March 4 2014
The United Auto Workers union seems to be adopting what is increasingly becoming the tactic of choice on the left—silencing those who disagree with them.
The IRS scandal is about silencing political discourse disagreeable to the administration. Louisiana Governor Bobby Jindal shocked Democrats by daring to disagree with President Obama last week after a White House meeting.
Now the UAW is claiming that a vote against the union in a Chattanooga, Tenn. Volkswagen plant deserves a redo because Tennessee Senator Bob Corker spoke out against the union before the vote.
Yes—the union, which campaigned at the plant for two years before the vote, enjoying unfettered access to employees, is claiming that the senator didn’t have the right to speak out against the union. The union complains that “outside forces”—that would be Tennessee politicians who oppose the union—unfairly interfered by voicing their objections.
Corker is a former mayor of Chattanooga who worked to create the industrial park where the Volkswagen plant is and who, as a senator, also lobbied Volkswagen to bring its plant to Tennessee.
Corker writes in today’s Wall Street Journal that he doesn’t believe that the UAW had the best interests of the workers at heart:
In 2008, when the "Detroit Three" auto makers came to Congress looking for financial assistance, I became deeply involved in negotiations, trying to protect taxpayers before any federal funds were expended. During those intense talks, it became quickly apparent through direct negotiations with the UAW's top leadership that its main interest was its own survival.
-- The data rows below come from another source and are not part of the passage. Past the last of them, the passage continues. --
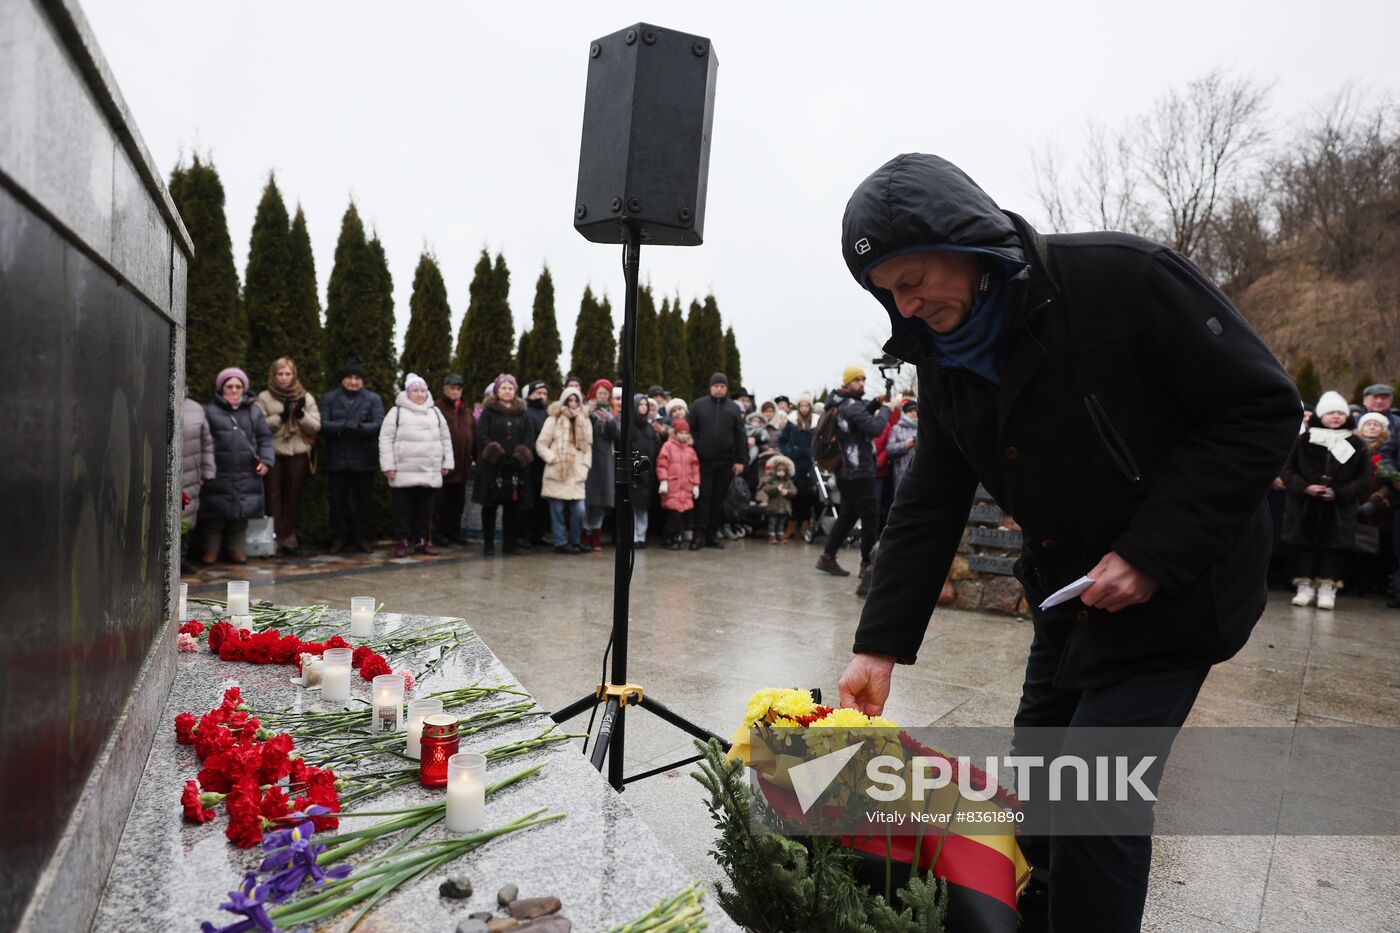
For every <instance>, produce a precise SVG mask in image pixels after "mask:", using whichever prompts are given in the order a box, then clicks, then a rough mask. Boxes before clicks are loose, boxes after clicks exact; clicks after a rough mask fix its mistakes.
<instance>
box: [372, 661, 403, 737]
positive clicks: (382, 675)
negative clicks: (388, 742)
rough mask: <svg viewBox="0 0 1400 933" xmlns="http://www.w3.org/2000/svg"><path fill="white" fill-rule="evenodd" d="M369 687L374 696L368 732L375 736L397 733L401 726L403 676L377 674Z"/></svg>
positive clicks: (402, 702) (402, 710)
The employees they represent and their affiliated companies were way down the list.
It was with this perspective—and my belief that part of my job is to speak out on issues important to my state—that I joined community leaders and a number of employees in Chattanooga this winter to ensure that VW workers who would be making this important decision had a broader point of view than they were getting inside the plant from UAW operatives.
When the workers voted against the UAW, the union filed a complaint with the National Labor Relations Board claiming that Corker and others should not have been allowed to comment. President Obama urged the workers to adopt the union, a fact omitted from the UAW complaint.
If the National Labor Relations Board upholds these objections, it would be an unprecedented assault on free speech. In every similar case where a company has remained neutral in a union-election drive, members of Congress on both sides of the aisle have voiced their opinions. The NLRB has ruled repeatedly that public officials have the right to make statements taking sides in a union election, and that those statements do not justify overturning the outcome of that election.
The stakes are high. The UAW has publicly stated that its very survival depends on organizing foreign auto manufacturers. Mr. Obama raised the ante when he weighed in on behalf of the union during the voting period. The National Labor Relations Board soon will have to decide whether to follow years of precedent and let the vote of the workers stand—or whether it will try to muzzle elected officials and prevent them from weighing in on issues of critical importance to the communities they represent, possibly because the members of the NLRB did not like the outcome of a vote by workers.
The nation will be watching this ruling closely.